Murray also claimed that McCarthy had been given as much help in the transfer market as fellow promoted sides Wigan and West Brom, but the truth is that with £40million of debt, Sunderland just couldn’t compete. McCarthy will be disappointed in himself for squandering what money he had on strikers Jon Stead and Andy Gray, who at a combined cost of £2.5million have contributed just one league goal. How the Barnsley man must curse the injury that robbed him of Stephen Elliott in October, just when the Irish international was finding his Premiership feet. His other major summer signing, goalkeeper Kelvin Davis, seemed to be smart business as the then Ipswich stopper was regarded as the best in the Championship, but he quickly developed into a liability at the top level.

At Wigan, money was made available to sign Senegal Henri Camara for £2.4million and to pay hefty wages to free transfers such as Stephane Henchoz and Arjan De Zeeuw. This month Latics boss Paul Jewell has again gone to the well, forking out £2million on Austrian defender Paul Scharner. Likewise Alan Pardew bought Yossi Benayoun and Paul Konchesky in the summer, both international players, and has been linked with a £7million bid for Norwich’s Dean Ashton. This is the same sum that Sunderland once wasted on the gangly Norewgian Tore Andre Flo, money McCarthy can now only dream of. The whole of Wearside must look with some jealousy at Portsmouth and their new Russian sugar daddy.

The truth of the matter is that McCarthy is a victim of his own success. He knitted together a patchwork of cast-offs and lower league discoveries into surprise winners of the Championship, but the Premiership has only been a land of false promise. Cast-offs don’t cut it against Chelsea, Liverpool and Arsenal.
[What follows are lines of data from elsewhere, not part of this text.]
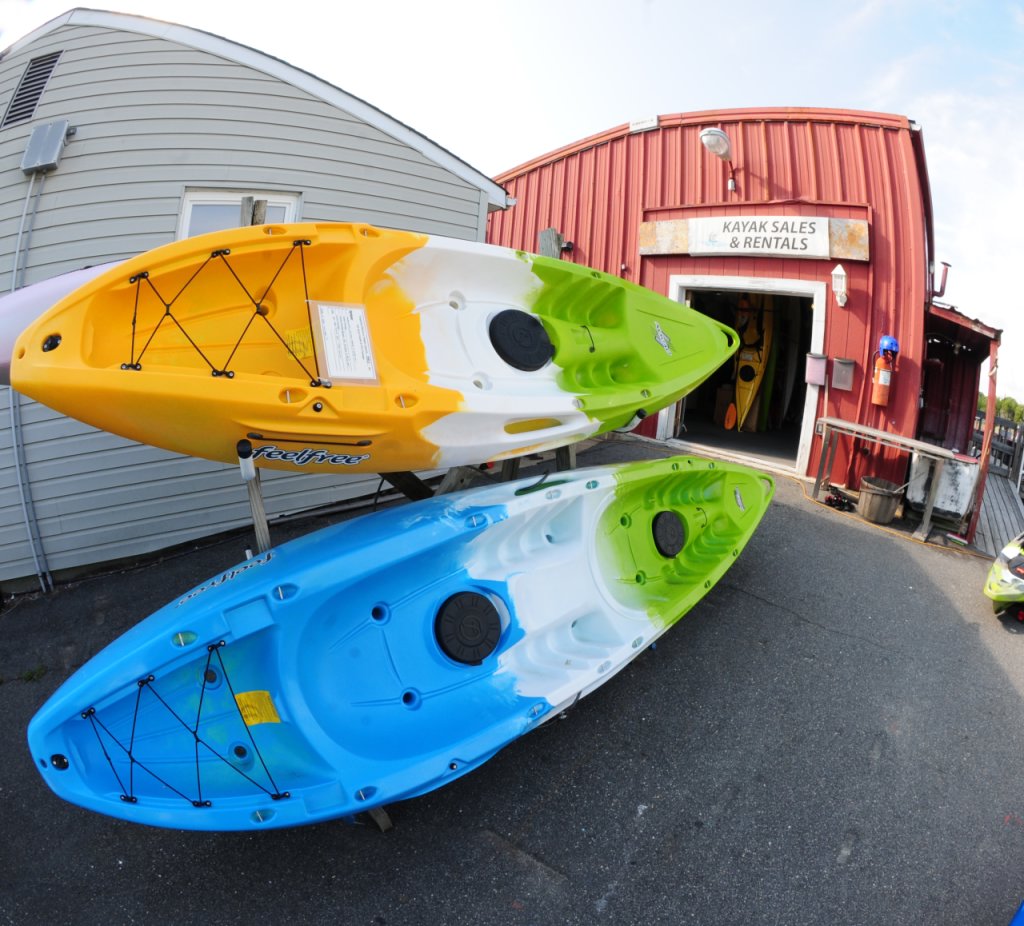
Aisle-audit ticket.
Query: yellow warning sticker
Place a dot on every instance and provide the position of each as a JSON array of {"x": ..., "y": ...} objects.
[
  {"x": 300, "y": 342},
  {"x": 256, "y": 707}
]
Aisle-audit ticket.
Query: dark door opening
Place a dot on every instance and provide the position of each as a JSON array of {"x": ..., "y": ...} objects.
[{"x": 754, "y": 405}]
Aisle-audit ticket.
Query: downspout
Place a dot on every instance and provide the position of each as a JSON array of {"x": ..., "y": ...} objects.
[
  {"x": 986, "y": 440},
  {"x": 16, "y": 444}
]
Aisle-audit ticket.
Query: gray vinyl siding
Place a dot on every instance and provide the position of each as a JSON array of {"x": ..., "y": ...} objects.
[{"x": 153, "y": 119}]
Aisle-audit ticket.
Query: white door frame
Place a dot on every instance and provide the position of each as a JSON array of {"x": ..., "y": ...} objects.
[{"x": 680, "y": 285}]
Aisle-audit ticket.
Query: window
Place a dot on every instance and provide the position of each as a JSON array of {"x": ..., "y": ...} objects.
[
  {"x": 213, "y": 210},
  {"x": 30, "y": 88}
]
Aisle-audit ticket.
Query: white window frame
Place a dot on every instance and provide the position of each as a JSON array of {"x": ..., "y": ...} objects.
[{"x": 290, "y": 201}]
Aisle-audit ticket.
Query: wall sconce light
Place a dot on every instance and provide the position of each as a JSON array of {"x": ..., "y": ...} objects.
[
  {"x": 718, "y": 143},
  {"x": 839, "y": 285}
]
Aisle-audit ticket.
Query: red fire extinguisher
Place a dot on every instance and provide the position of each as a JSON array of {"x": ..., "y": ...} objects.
[{"x": 885, "y": 363}]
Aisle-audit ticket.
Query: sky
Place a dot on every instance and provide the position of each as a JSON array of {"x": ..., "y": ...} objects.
[{"x": 500, "y": 82}]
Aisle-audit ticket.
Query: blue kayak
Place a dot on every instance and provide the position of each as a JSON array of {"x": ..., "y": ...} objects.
[{"x": 381, "y": 658}]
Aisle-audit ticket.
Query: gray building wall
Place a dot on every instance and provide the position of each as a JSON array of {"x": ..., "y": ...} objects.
[{"x": 157, "y": 111}]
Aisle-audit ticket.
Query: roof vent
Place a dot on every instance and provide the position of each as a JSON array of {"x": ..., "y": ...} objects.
[{"x": 30, "y": 88}]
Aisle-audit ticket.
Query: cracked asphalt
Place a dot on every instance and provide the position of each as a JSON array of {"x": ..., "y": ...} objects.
[{"x": 833, "y": 735}]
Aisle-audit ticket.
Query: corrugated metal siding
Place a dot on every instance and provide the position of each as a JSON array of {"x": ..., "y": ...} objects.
[
  {"x": 837, "y": 164},
  {"x": 154, "y": 117}
]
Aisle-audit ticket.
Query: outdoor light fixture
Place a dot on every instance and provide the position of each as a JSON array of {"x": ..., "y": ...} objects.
[
  {"x": 718, "y": 143},
  {"x": 839, "y": 284}
]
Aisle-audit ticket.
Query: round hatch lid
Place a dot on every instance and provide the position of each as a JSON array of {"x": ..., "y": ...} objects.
[
  {"x": 468, "y": 628},
  {"x": 520, "y": 340}
]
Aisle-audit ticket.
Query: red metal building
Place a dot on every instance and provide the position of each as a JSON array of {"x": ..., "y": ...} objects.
[{"x": 761, "y": 236}]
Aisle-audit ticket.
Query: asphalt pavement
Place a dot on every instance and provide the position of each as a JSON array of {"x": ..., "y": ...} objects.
[{"x": 833, "y": 735}]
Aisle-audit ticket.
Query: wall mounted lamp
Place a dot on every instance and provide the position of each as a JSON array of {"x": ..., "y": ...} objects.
[
  {"x": 719, "y": 144},
  {"x": 839, "y": 285}
]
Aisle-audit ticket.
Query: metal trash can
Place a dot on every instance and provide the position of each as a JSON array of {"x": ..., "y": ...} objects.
[{"x": 879, "y": 499}]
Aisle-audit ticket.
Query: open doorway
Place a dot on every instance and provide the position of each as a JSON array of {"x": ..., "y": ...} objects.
[{"x": 762, "y": 393}]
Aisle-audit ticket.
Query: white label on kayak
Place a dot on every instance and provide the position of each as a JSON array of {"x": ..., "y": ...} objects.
[{"x": 344, "y": 348}]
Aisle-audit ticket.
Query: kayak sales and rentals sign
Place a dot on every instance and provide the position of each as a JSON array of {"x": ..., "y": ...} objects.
[{"x": 758, "y": 236}]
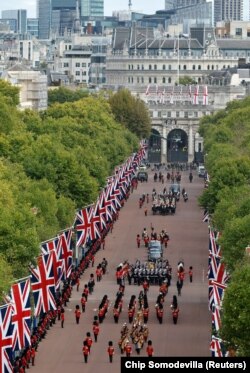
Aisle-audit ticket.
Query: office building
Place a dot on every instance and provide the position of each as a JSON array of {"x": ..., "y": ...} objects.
[
  {"x": 20, "y": 15},
  {"x": 32, "y": 26},
  {"x": 44, "y": 16},
  {"x": 231, "y": 10},
  {"x": 92, "y": 8}
]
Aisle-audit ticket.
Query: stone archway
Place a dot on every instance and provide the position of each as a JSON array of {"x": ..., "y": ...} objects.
[
  {"x": 177, "y": 145},
  {"x": 154, "y": 147}
]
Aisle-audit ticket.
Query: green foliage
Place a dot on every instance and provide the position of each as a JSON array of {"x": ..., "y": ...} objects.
[
  {"x": 227, "y": 144},
  {"x": 131, "y": 112},
  {"x": 6, "y": 277},
  {"x": 235, "y": 316},
  {"x": 63, "y": 94}
]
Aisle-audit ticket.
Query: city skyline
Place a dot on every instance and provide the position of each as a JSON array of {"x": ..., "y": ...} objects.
[{"x": 147, "y": 7}]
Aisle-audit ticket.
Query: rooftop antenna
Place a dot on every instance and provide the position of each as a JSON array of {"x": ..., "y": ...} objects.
[{"x": 77, "y": 23}]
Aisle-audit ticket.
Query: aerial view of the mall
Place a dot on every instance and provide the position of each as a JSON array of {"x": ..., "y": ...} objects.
[{"x": 124, "y": 186}]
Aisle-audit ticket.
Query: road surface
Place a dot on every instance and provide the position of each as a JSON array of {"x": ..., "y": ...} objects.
[{"x": 61, "y": 351}]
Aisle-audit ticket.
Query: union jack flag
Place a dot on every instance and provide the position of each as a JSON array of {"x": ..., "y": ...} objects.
[
  {"x": 21, "y": 314},
  {"x": 110, "y": 208},
  {"x": 66, "y": 254},
  {"x": 216, "y": 319},
  {"x": 43, "y": 284},
  {"x": 5, "y": 339},
  {"x": 86, "y": 224},
  {"x": 53, "y": 247},
  {"x": 83, "y": 224},
  {"x": 102, "y": 210}
]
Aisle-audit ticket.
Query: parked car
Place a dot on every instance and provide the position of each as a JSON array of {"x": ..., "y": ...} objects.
[{"x": 142, "y": 176}]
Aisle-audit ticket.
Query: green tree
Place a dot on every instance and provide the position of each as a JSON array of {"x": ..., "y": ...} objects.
[
  {"x": 131, "y": 112},
  {"x": 235, "y": 328}
]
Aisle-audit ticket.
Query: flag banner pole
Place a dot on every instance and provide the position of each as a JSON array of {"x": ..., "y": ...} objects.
[{"x": 22, "y": 279}]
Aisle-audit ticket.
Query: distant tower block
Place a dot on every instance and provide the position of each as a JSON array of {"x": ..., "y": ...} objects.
[{"x": 77, "y": 23}]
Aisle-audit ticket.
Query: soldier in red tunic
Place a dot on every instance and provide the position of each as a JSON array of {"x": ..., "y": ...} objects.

Sunderland’s only player of real Premiership quality, Julio Arca, has made it a case of when, and not if, he will leave the strugglers, and he will deserve credit if he stays until the end of the season. Many of his teammates will secretly be hoping for the season to end so they can return to the more comfortable and forgiving surroundings of the lower tier. Whether or not the man who probably is the best-placed to get them back up again is with them is getting more unlikely with each defeat.